Acostumbrado a que las cosas funcionen a medias, a su manera o, directamente, mal, te llevas una grata sorpresa cuando todo sale según lo previsto. Es lo que me ha pasado a mí con las vacunas contra el coronavirus, cuya aplicación está funcionando, según mi experiencia, como un reloj suizo. Hace unos días me apreté la tercera --de Moderna, empresa en la que hay dinero de Dolly Parton, lo cual me alegra por un lado y me preocupa por otro: no me vayan a crecer los pechos-- y el trámite se resolvió en cuestión de minutos.

Pedí hora en la red, me la dieron, me planté en el número 12 de la avenida Rius i Taulet, fui orientado por una serie de proactivos funcionarios, me clavaron la aguja y me dejaron marchar tras tirarme un cuarto de hora sentado en una silla por si me daba el parraque (no me dio). Ojalá en la relación del ciudadano con las diferentes administraciones todo fuera tan sencillo, eficaz e impecable (que no suele serlo), pero siempre alegra comprobar que algunas cosas funcionan a la perfección en la Dinamarca del Sur. Eso sí, tengo la impresión de que el proceso de vacunación es lo único digno de encomio en todo el sindiós de la lucha contra la peste.

Mientras yo estoy tan contento con mi tercera vacuna --solo tengo que aguantar a algunos conspiranoicos que me auguran un ictus inminente: gente privilegiada a la que no se la dan con queso porque se informan en webs del internet profundo o tienen acceso directo a Miguel Bosé, quien, por cierto, cada día me recuerda más al vidente Carlos Jesús--, los propietarios de bares y restaurantes se tiran de los pelos ante las nuevas medidas restrictivas decretadas por el gobiernillo, que siempre suele sobreactuar de calvinista a la hora de plantar cara al virus: llevamos desde los inicios de la plaga con las prohibiciones más estrictas de España, la mayoría de las cuales es, cuanto menos, arbitraria.

¿Alguien me puede explicar a qué viene el toque de queda? ¿Acaso se ha descubierto que entre la una y las seis de la mañana el bicho se viene arriba y la emprende con todos los que se encuentra?
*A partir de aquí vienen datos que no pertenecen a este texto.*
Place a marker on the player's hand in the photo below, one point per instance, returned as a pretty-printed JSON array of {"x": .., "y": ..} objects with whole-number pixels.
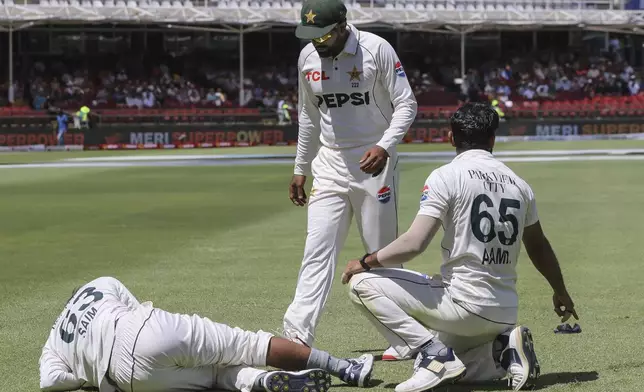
[
  {"x": 374, "y": 160},
  {"x": 353, "y": 267},
  {"x": 564, "y": 307},
  {"x": 296, "y": 190}
]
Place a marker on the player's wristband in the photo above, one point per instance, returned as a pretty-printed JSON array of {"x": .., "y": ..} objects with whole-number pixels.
[{"x": 364, "y": 265}]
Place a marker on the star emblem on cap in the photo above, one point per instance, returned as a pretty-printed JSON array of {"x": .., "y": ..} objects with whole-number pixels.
[
  {"x": 354, "y": 74},
  {"x": 310, "y": 17}
]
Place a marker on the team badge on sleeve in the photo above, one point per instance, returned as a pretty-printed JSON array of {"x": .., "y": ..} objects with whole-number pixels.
[
  {"x": 425, "y": 193},
  {"x": 399, "y": 70},
  {"x": 384, "y": 194}
]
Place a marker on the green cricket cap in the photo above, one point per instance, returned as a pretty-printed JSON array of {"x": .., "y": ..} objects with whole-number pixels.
[{"x": 319, "y": 17}]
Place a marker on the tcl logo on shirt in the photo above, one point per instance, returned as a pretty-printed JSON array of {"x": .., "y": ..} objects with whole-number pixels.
[
  {"x": 316, "y": 76},
  {"x": 337, "y": 100}
]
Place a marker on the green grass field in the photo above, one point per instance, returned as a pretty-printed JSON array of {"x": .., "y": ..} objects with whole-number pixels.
[{"x": 226, "y": 243}]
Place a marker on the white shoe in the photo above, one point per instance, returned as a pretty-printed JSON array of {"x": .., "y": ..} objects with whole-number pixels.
[
  {"x": 391, "y": 354},
  {"x": 431, "y": 371},
  {"x": 520, "y": 360}
]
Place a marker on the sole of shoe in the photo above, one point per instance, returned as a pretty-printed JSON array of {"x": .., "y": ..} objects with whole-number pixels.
[
  {"x": 525, "y": 349},
  {"x": 312, "y": 380},
  {"x": 450, "y": 377}
]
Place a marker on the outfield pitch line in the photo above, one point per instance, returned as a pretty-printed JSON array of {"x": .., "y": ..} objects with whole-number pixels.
[
  {"x": 434, "y": 154},
  {"x": 212, "y": 160}
]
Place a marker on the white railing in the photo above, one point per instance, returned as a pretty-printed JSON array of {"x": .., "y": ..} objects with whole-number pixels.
[{"x": 464, "y": 5}]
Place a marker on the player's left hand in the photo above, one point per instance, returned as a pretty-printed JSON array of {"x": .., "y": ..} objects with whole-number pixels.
[
  {"x": 374, "y": 160},
  {"x": 353, "y": 267}
]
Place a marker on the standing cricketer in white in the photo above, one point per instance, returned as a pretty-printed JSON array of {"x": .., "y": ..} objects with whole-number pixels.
[
  {"x": 106, "y": 339},
  {"x": 471, "y": 310},
  {"x": 355, "y": 106}
]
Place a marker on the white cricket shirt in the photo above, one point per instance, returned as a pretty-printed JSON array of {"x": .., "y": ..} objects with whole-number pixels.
[
  {"x": 484, "y": 207},
  {"x": 78, "y": 349},
  {"x": 358, "y": 98}
]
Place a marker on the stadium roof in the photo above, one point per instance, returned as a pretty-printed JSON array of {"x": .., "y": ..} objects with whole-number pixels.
[{"x": 421, "y": 15}]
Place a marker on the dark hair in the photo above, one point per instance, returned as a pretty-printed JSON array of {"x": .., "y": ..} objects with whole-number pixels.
[{"x": 473, "y": 125}]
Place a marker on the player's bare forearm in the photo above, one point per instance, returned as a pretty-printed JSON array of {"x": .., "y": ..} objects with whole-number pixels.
[
  {"x": 543, "y": 258},
  {"x": 411, "y": 244}
]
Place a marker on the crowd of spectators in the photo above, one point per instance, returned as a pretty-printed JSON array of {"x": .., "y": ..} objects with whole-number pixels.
[{"x": 202, "y": 84}]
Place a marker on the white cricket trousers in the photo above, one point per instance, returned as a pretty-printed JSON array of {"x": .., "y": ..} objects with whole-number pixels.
[
  {"x": 340, "y": 191},
  {"x": 158, "y": 351},
  {"x": 409, "y": 309}
]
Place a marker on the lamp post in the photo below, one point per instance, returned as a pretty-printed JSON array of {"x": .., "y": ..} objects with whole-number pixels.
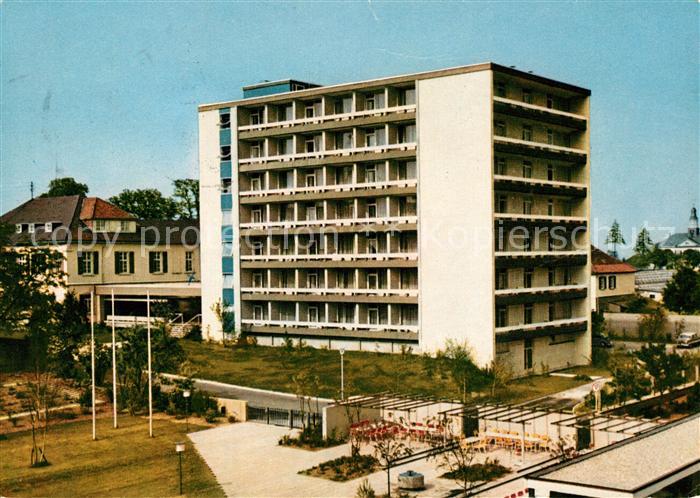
[
  {"x": 180, "y": 449},
  {"x": 342, "y": 374},
  {"x": 186, "y": 394}
]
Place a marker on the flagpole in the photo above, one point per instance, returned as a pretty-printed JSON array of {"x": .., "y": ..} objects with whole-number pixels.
[
  {"x": 114, "y": 366},
  {"x": 92, "y": 359},
  {"x": 150, "y": 381}
]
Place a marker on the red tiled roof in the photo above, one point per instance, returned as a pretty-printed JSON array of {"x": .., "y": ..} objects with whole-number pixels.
[
  {"x": 604, "y": 263},
  {"x": 96, "y": 208}
]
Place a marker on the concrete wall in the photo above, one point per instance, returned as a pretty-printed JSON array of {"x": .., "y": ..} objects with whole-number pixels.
[
  {"x": 237, "y": 408},
  {"x": 210, "y": 215},
  {"x": 627, "y": 324},
  {"x": 455, "y": 202}
]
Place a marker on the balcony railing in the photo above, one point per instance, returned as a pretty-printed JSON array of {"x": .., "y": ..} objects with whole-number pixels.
[
  {"x": 538, "y": 325},
  {"x": 534, "y": 290},
  {"x": 540, "y": 108},
  {"x": 328, "y": 188},
  {"x": 539, "y": 145},
  {"x": 330, "y": 117},
  {"x": 328, "y": 153},
  {"x": 332, "y": 325},
  {"x": 383, "y": 220},
  {"x": 335, "y": 290}
]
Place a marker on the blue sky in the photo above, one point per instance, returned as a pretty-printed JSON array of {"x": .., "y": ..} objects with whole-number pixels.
[{"x": 107, "y": 92}]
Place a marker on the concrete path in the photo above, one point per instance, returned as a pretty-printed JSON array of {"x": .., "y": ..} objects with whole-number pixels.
[{"x": 256, "y": 397}]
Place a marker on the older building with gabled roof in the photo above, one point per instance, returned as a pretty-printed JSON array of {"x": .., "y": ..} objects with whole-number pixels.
[{"x": 109, "y": 250}]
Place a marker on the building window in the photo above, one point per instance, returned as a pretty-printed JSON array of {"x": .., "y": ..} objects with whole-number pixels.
[
  {"x": 500, "y": 89},
  {"x": 500, "y": 128},
  {"x": 501, "y": 316},
  {"x": 501, "y": 279},
  {"x": 123, "y": 262},
  {"x": 88, "y": 263},
  {"x": 158, "y": 262},
  {"x": 499, "y": 166},
  {"x": 256, "y": 117}
]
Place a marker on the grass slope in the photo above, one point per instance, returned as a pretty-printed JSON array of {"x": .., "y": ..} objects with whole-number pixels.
[{"x": 122, "y": 462}]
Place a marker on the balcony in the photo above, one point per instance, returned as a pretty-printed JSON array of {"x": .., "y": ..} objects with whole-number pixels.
[
  {"x": 540, "y": 113},
  {"x": 331, "y": 291},
  {"x": 331, "y": 257},
  {"x": 538, "y": 186},
  {"x": 331, "y": 117},
  {"x": 343, "y": 187},
  {"x": 384, "y": 220},
  {"x": 332, "y": 325},
  {"x": 521, "y": 331}
]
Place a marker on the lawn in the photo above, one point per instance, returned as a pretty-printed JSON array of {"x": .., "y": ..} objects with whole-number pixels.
[
  {"x": 122, "y": 462},
  {"x": 365, "y": 372}
]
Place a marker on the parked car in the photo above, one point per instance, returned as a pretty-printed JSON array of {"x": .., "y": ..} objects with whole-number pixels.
[
  {"x": 600, "y": 341},
  {"x": 688, "y": 339}
]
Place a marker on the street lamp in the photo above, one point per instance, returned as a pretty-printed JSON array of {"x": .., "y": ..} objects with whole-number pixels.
[
  {"x": 186, "y": 394},
  {"x": 342, "y": 374},
  {"x": 180, "y": 449}
]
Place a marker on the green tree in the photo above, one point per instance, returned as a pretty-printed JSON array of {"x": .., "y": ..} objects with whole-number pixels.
[
  {"x": 186, "y": 196},
  {"x": 666, "y": 370},
  {"x": 682, "y": 293},
  {"x": 166, "y": 356},
  {"x": 65, "y": 186},
  {"x": 146, "y": 204},
  {"x": 643, "y": 244},
  {"x": 615, "y": 237}
]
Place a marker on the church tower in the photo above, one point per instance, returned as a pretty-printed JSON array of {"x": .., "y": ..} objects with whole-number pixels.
[{"x": 693, "y": 228}]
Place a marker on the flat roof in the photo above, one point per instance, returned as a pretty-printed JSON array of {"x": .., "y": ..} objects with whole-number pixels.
[
  {"x": 634, "y": 463},
  {"x": 487, "y": 66}
]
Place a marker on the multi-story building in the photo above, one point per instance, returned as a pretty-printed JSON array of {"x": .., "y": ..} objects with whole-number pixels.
[{"x": 408, "y": 210}]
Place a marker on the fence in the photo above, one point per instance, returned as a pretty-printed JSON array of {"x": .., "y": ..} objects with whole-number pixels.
[{"x": 282, "y": 417}]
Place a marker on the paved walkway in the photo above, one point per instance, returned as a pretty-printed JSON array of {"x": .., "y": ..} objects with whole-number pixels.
[{"x": 247, "y": 461}]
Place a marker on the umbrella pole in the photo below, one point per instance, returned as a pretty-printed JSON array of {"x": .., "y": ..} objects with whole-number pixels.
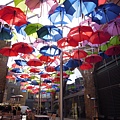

Tampoco entiendo que el virus se desactive a sí mismo en cuanto nos sentamos a comer o a tomar algo en la mesa de un bar o restaurante. ¿Por qué no se puede acudir a un concierto multitudinario, pero sí compartir los vagones del metro con nuestros conciudadanos? Y, sobre todo, ¿por qué siempre pringan los mismos, los responsables del denominado ocio nocturno? Ahí atisbo ese calvinismo del que les hablaba hace un momento, ese complejo de culpa en torno al concepto de diversión que, unido al inevitable supremacismo lazi --¡Nosotros sí que somos serios y responsables, no como la Ayuso, que fomenta el consumo de cañas en la vía pública madrileña porque es una insensata!-- arroja el triste resultado de una vigilancia arbitraria de la población que, para colmo, ni siquiera nos garantiza resultados mejores que los que se registran en otros puntos de España. En teoría, se trata de hacer lo mejor para los ciudadanos. En la práctica, de esperar a ver qué hacen en Madrid para poner en marcha lo contrario impostando seriedad y rigor y una actitud moral superior, ya que las autoridades políticas y sanitarias catalanas van tan perdidas y dan tantos palos de ciego como las del resto del país.

Puede que se deba a mi condición de botifler, pero llevo notando desde el principio de esta tabarra cierto tonillo perdonavidas en la respuesta catalana a la plaga, cierta actitud de superioridad con respecto a las medidas adoptadas por otras administraciones y cierta política de gestos que pretenden aparentar seriedad y sacrificio sin arrojar resultados tangibles de su supuesta eficacia. Hasta en una pesadilla universal encuentran los lazis una manera de diferenciarse, aunque ésta se reduzca, en la práctica, a hacerles la vida imposible a quienes se ganan la vida de noche y a impedir que los insomnes paseen por las despobladas calles de la ciudad a las tres de la mañana.

Menos mal que la vacunación, por lo menos, funciona de manera razonable. Y sin recurrir al ejército español, pues no aceptamos ni ayuda ni consejos del país de al lado. Con las comparecencias apocalípticas del doctor Argimon --que es el Santiago Niño Becerra de la sanidad--, vamos que chutamos.